Just then an eighth of a ton of black woman in a frayed yellow dress lumbered up and spread a large green garbage bag on the bench. She seated herself so close to Dan that one of her massive thighs rubbed against his. He smiled at her and inched away to give her some room as she settled herself.
Hal clapped Dan on the shoulder. “Saw you on TV last night, Fitz.”
“Did you. How was I?”
“You sounded good. I thought you came off very well.”

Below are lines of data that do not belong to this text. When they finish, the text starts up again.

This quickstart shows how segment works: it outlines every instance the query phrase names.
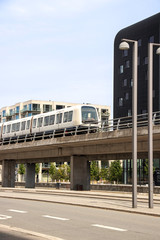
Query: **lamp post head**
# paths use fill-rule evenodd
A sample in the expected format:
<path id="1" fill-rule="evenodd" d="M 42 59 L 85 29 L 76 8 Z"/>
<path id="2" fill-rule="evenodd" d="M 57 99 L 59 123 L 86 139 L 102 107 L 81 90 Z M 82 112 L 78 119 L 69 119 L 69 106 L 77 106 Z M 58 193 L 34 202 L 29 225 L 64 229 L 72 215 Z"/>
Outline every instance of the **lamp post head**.
<path id="1" fill-rule="evenodd" d="M 129 44 L 127 42 L 121 42 L 119 44 L 119 49 L 120 50 L 128 50 L 129 49 Z"/>
<path id="2" fill-rule="evenodd" d="M 160 47 L 157 48 L 157 50 L 156 50 L 156 54 L 157 54 L 157 55 L 160 55 Z"/>

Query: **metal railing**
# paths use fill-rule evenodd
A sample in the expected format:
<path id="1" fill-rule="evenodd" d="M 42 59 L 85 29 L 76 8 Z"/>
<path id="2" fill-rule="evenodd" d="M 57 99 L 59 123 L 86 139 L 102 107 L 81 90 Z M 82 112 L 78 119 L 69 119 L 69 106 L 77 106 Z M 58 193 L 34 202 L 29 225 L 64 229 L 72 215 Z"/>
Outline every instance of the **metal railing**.
<path id="1" fill-rule="evenodd" d="M 160 124 L 160 111 L 153 113 L 153 125 Z M 137 127 L 148 126 L 148 113 L 137 115 Z M 66 136 L 74 136 L 81 134 L 91 134 L 98 132 L 108 132 L 108 131 L 117 131 L 122 129 L 132 128 L 132 116 L 108 119 L 107 121 L 102 121 L 97 124 L 97 126 L 93 126 L 93 123 L 87 124 L 87 126 L 75 126 L 71 129 L 56 129 L 53 130 L 52 133 L 47 132 L 37 132 L 32 134 L 27 134 L 24 136 L 13 136 L 10 138 L 2 139 L 0 141 L 0 145 L 13 144 L 13 143 L 21 143 L 21 142 L 29 142 L 29 141 L 37 141 L 37 140 L 45 140 L 50 138 L 58 138 L 58 137 L 66 137 Z"/>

You wouldn’t think so if you’d been there, Dan thought.His herd at his heels, he’d slunk back to St. Joe’s with his tail between his legs. At least that was they way it had felt. The on-camera interview Hal had seen had been taped during the fund-raising dinner, while he and the demonstrators were all waiting for Senator Crenshaw to come out. After the senator’s exit—after he’d been sliced and diced—Dan had fielded a few questions from reporters but his answers weren’t as sharp as they might have been. They’d seemed almost...empty.
But perhaps that was just his own perception. Everyone he’d seen so far today had told him that he and the protesters had come across extremely well on the tube. Dan would have to take their word for it. He’d lacked the nerve to tune in last night.
Luckily, no one seemed to have caught Senator Crenshaw’s little diatribe on tape. Dan knew the wounded part of him within would shrivel up and die if he had listen to that again.
“What the—?”
Hal’s voice jolted Dan back to the here and now. He glanced up and saw Hal staring past him in horrified fascination at the fat black woman. She’d removed the mirrored half of a compact and a pair of tweezers from her huge purse and was now plucking at her face. Dan couldn’t see anything to pluck at but that didn’t seem to deter the woman. She was completely engrossed in the task.